10 апреля 2009 | Автор: Admin | Рубрика: Компьютерная литература » Програм-ние и разработка » Databases and SQL | Комментариев: 0
Similarity Search: The Metric Space Approach (Advances in Database Systems)
9780387291468 | (0387291466) | Springer | 2005 | 11 MB | RS | FF
The area of similarity searching is a very hot topic for both research and commercial applications. Current data processing applications use data with considerably less structure and much less precise queries than traditional database systems. Examples are multimedia data like images or videos that offer queryby-example search, product catalogs that provide users with preference-based search, scientific data records from observations or experimental analyses such as biochemical and medical data, or XML documents that come from heterogeneous data sources on the Web or in intranets and thus does not exhibit a global schema. Such data can neither be ordered in a canonical manner nor meaningfully searched by precise database queries that would return exact matches.
This novel situation is what has given rise to similarity searching, also referred to as content-based or similarity retrieval. The most general approach to similarity search, still allowing construction of index structures, is modeled in metric space. In this book. Prof. Zezula and his co-authors provide the first monograph on this topic, describing its theoretical background as well as the practical search tools of this innovative technology.

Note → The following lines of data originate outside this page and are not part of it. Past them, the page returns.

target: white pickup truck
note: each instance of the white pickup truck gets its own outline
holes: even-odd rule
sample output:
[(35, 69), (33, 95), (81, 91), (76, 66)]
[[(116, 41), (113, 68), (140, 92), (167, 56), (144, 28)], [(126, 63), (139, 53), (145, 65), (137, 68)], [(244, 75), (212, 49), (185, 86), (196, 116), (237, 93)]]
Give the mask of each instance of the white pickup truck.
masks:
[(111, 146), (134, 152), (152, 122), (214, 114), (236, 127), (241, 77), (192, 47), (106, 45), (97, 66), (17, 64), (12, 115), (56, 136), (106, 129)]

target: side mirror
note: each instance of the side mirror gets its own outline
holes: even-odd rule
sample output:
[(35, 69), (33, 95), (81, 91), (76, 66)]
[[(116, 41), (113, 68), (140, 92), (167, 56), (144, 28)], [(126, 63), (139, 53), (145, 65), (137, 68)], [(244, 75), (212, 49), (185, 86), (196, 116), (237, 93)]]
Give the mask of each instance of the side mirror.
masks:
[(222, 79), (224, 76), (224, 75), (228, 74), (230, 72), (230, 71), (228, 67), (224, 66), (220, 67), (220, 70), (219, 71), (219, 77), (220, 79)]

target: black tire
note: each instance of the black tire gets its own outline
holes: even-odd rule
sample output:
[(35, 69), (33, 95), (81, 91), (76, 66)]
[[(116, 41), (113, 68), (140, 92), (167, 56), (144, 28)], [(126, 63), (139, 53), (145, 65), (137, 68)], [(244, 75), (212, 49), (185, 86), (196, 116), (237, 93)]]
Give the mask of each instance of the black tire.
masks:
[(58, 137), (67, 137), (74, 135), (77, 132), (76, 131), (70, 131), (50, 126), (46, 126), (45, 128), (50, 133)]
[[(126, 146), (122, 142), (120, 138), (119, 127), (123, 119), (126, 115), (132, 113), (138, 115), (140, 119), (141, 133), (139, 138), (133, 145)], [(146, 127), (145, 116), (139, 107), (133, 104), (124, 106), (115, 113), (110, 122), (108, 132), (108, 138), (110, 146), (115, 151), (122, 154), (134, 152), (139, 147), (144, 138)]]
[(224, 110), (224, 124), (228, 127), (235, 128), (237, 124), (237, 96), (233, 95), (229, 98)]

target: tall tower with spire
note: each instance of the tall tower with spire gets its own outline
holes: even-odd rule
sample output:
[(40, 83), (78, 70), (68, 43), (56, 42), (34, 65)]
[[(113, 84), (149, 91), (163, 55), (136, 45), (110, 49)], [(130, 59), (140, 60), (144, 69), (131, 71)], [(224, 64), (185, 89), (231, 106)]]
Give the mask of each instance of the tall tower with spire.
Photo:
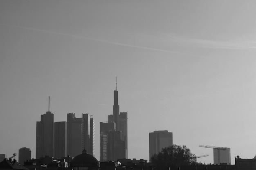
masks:
[(127, 140), (127, 113), (120, 113), (118, 105), (118, 91), (117, 89), (117, 77), (116, 77), (116, 89), (114, 91), (114, 105), (113, 115), (108, 116), (108, 122), (115, 122), (116, 130), (121, 132), (121, 138), (125, 142), (126, 158), (128, 157)]
[(119, 105), (118, 105), (118, 91), (117, 88), (117, 77), (116, 77), (116, 89), (114, 91), (114, 105), (113, 105), (113, 116), (114, 121), (116, 123), (116, 128), (119, 129)]
[(50, 111), (50, 97), (48, 110), (41, 115), (41, 121), (36, 122), (36, 159), (46, 155), (53, 157), (53, 125), (54, 114)]

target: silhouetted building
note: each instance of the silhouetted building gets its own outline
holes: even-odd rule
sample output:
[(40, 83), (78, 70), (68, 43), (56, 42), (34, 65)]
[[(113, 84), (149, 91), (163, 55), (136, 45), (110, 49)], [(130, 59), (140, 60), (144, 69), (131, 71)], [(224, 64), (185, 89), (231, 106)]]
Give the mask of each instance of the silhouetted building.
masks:
[(236, 170), (256, 170), (256, 159), (242, 159), (239, 156), (235, 158), (235, 164)]
[(31, 150), (26, 147), (19, 149), (19, 163), (24, 165), (24, 162), (31, 159)]
[[(116, 78), (116, 89), (114, 91), (114, 105), (113, 105), (113, 115), (109, 115), (108, 117), (108, 122), (115, 122), (116, 124), (117, 131), (121, 132), (121, 140), (125, 141), (126, 155), (124, 158), (127, 158), (128, 152), (128, 123), (127, 113), (119, 113), (118, 105), (118, 91), (117, 89)], [(117, 153), (117, 154), (119, 154)]]
[(82, 154), (74, 158), (70, 162), (70, 167), (73, 170), (99, 170), (99, 164), (95, 157), (88, 154), (84, 150)]
[(90, 151), (92, 156), (95, 157), (95, 122), (93, 118), (90, 118)]
[(54, 157), (61, 159), (67, 156), (67, 122), (54, 124)]
[(125, 142), (121, 140), (121, 131), (112, 130), (108, 132), (108, 160), (117, 161), (126, 157)]
[(36, 159), (45, 155), (53, 157), (54, 119), (54, 115), (49, 108), (48, 111), (41, 115), (41, 121), (36, 122)]
[(108, 159), (107, 152), (108, 133), (116, 128), (114, 122), (100, 122), (100, 160), (110, 160)]
[(230, 148), (213, 148), (213, 163), (220, 165), (225, 163), (229, 165), (231, 163)]
[(168, 130), (156, 130), (149, 133), (149, 159), (161, 152), (162, 148), (173, 145), (173, 133)]
[(4, 158), (5, 158), (5, 154), (0, 154), (0, 162), (3, 161)]
[(67, 118), (67, 154), (75, 157), (85, 149), (89, 154), (92, 155), (90, 148), (90, 115), (82, 114), (81, 118), (77, 118), (75, 114), (68, 113)]
[(11, 159), (7, 159), (6, 158), (0, 162), (0, 169), (3, 170), (29, 170), (29, 169), (23, 166), (20, 163), (17, 162), (17, 160)]

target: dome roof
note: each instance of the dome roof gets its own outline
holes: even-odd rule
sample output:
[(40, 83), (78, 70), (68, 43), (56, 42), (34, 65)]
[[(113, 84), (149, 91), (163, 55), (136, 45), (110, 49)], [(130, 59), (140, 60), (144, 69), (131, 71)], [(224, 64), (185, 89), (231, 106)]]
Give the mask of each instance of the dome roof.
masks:
[(99, 161), (93, 156), (88, 154), (83, 150), (82, 154), (74, 158), (70, 162), (70, 166), (73, 167), (99, 167)]
[(55, 161), (53, 161), (50, 162), (47, 165), (47, 167), (58, 167), (58, 163)]

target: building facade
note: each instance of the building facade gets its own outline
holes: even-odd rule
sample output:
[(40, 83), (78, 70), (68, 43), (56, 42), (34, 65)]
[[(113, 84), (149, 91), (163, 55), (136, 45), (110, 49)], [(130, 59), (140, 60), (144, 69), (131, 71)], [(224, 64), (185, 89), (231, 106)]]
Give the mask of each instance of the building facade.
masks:
[(110, 160), (108, 156), (108, 133), (115, 130), (116, 124), (114, 122), (100, 122), (100, 160)]
[(0, 162), (3, 161), (4, 158), (5, 158), (5, 154), (0, 154)]
[(54, 114), (49, 110), (41, 115), (40, 121), (36, 122), (36, 159), (46, 155), (53, 157), (54, 121)]
[(31, 159), (31, 150), (26, 147), (19, 149), (19, 163), (24, 165), (27, 160)]
[(215, 165), (221, 163), (229, 165), (231, 163), (230, 148), (213, 148), (213, 163)]
[[(118, 158), (120, 159), (127, 158), (128, 157), (128, 119), (127, 112), (121, 112), (121, 113), (119, 112), (119, 105), (118, 105), (118, 91), (117, 89), (116, 79), (116, 89), (114, 91), (113, 114), (108, 116), (108, 121), (115, 123), (116, 124), (115, 130), (121, 132), (121, 140), (125, 142), (125, 157), (123, 158)], [(121, 150), (120, 151), (122, 152)], [(117, 151), (117, 152), (118, 151)], [(122, 155), (122, 152), (120, 152), (120, 154)], [(116, 154), (116, 155), (119, 154), (117, 153)]]
[(156, 130), (149, 133), (149, 159), (162, 148), (173, 145), (173, 133), (168, 130)]
[(79, 155), (84, 149), (93, 155), (93, 149), (90, 148), (90, 116), (88, 114), (82, 114), (82, 117), (76, 118), (75, 113), (67, 114), (67, 152), (71, 157)]
[(67, 122), (54, 124), (54, 157), (58, 159), (67, 156)]
[(93, 118), (90, 118), (90, 151), (91, 155), (95, 157), (95, 122)]

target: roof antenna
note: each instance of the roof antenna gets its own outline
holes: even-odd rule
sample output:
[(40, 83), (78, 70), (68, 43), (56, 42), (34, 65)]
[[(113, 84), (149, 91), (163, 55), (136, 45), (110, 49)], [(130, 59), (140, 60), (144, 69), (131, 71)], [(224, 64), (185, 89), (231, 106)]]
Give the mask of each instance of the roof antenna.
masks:
[(48, 112), (50, 112), (50, 96), (49, 96), (49, 104), (48, 105)]
[(117, 76), (116, 76), (116, 91), (117, 91)]

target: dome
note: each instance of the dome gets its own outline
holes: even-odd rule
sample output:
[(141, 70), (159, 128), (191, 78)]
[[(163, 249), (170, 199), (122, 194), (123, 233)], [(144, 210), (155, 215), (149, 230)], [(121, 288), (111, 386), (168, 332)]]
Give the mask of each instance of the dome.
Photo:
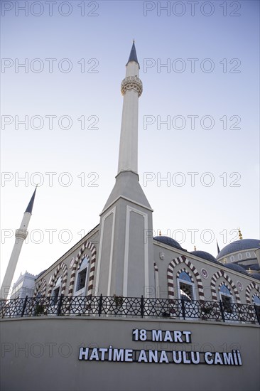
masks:
[(232, 270), (234, 270), (235, 272), (239, 272), (240, 273), (244, 273), (244, 274), (248, 274), (244, 267), (236, 263), (224, 264), (223, 266), (227, 267), (228, 269), (231, 269)]
[(205, 251), (198, 251), (196, 250), (195, 251), (192, 251), (190, 254), (193, 254), (193, 255), (196, 255), (197, 257), (200, 257), (200, 258), (203, 258), (203, 259), (207, 259), (207, 261), (212, 261), (212, 262), (217, 262), (213, 255), (209, 252), (206, 252)]
[(251, 248), (259, 248), (260, 247), (260, 240), (258, 239), (239, 239), (232, 243), (229, 243), (225, 246), (217, 255), (217, 259), (236, 252), (237, 251), (243, 251), (244, 250), (249, 250)]
[(259, 264), (251, 264), (249, 266), (251, 270), (260, 270), (260, 266), (259, 265)]
[(164, 243), (165, 245), (171, 246), (172, 247), (183, 249), (181, 245), (179, 245), (179, 243), (176, 240), (174, 240), (174, 239), (172, 239), (169, 236), (155, 236), (153, 239), (155, 240), (157, 240), (158, 242), (161, 242), (161, 243)]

The proliferation of information housed in computerized domains makes it vital to find tools to search these resources efficiently and effectively. Ordinary retrieval techniques are inadequate because sorting is simply impossible. Consequently, proximity searching has become a fundamental computation task in a variety of application areas.
Similarity Search focuses on the state of the art in developing index structures for searching the metric space. Part I of the text describes major theoretical principles, and provides an extensive survey of specific techniques for a large range of applications. Part II concentrates on approaches particularly designed for searching in large collections of data. After describing the most popular centralized disk-based metric indexes, approximation techniques are presented as a way to significantly speed up search time at the cost of some imprecision in query results. Finally, the scalable and distributed metric structures are discussed.